Technique to make human embryonic stem cells more closely resemble true epiblast cells

Human embryonic stem cells (hESCs) have the ability to both convert into any cell type in the human body and to proliferate indefinitely in the laboratory. However, cultured hESCs, which are plucked from the developing embryo and then grown in vitro, often display a number of biological differences when compared to the pluripotent epiblast cells in the early embryo from which they originated.

Now, a team of researchers at the A*STAR Genome Institute of Singapore (GIS) has developed a way to make hESCs more closely resemble true epiblast cells.

"We found that pluripotent human embryonic stem cells can be transformed into a state that is closer to how they appear in real life," says Huck Hui Ng, executive director of the GIS, who led the research. "This new cell state has the potential to improve many applications of hESCs, such as disease modeling."

To induce the more native state, Ng and his colleagues screened 11 small molecules to find those that promoted the expression of NANOG, a gene involved with self-renewal. The researchers identified a cocktail of three chemicals, plus the growth factor LIF (3iL), that nearly doubled NANOG expression levels in the hESCs while maintaining these cells in a state of perpetual growth. They called the resulting stem cells '3iL' hESCs.

The chemically treated and non-treated hESCs expressed similar levels of a handful of genes that underlie pluripotency, the ability to both self-renew and to develop into any cell type. But only the 3iL stem cells had a gene expression profile that closely matched that of epiblast cells taken straight from early embryos. Study author Jonathan Göke suggests that laboratory culturing could have rewired certain regulatory networks in conventionally grown hESCs. "The 3iL treatment potentially resets this process," he says.
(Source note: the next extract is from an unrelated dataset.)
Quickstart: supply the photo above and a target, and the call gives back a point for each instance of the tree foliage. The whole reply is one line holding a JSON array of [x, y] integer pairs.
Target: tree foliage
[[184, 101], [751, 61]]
"Culture conditions have been optimized to support self-renewal, and these culture conditions are very different from the complex signaling and communication system of embryos," notes Yun Shen Chan, another author on the study. "Therefore, it seems like the culture conditions used to grow hESCs might partly explain the differences between lab-cultured hESCs and in vivo epiblast cells."

The researchers also explored whether the 3iL recipe could be applied to induced pluripotent stem cells (iPSCs), which are adult cells reprogrammed into an embryonic-like state. "A full comparison of 3iL iPSCs with 'standard' iPSCs still has to be done," Chan says, "but our preliminary results indicate that 3iL could result in iPSCs of higher quality."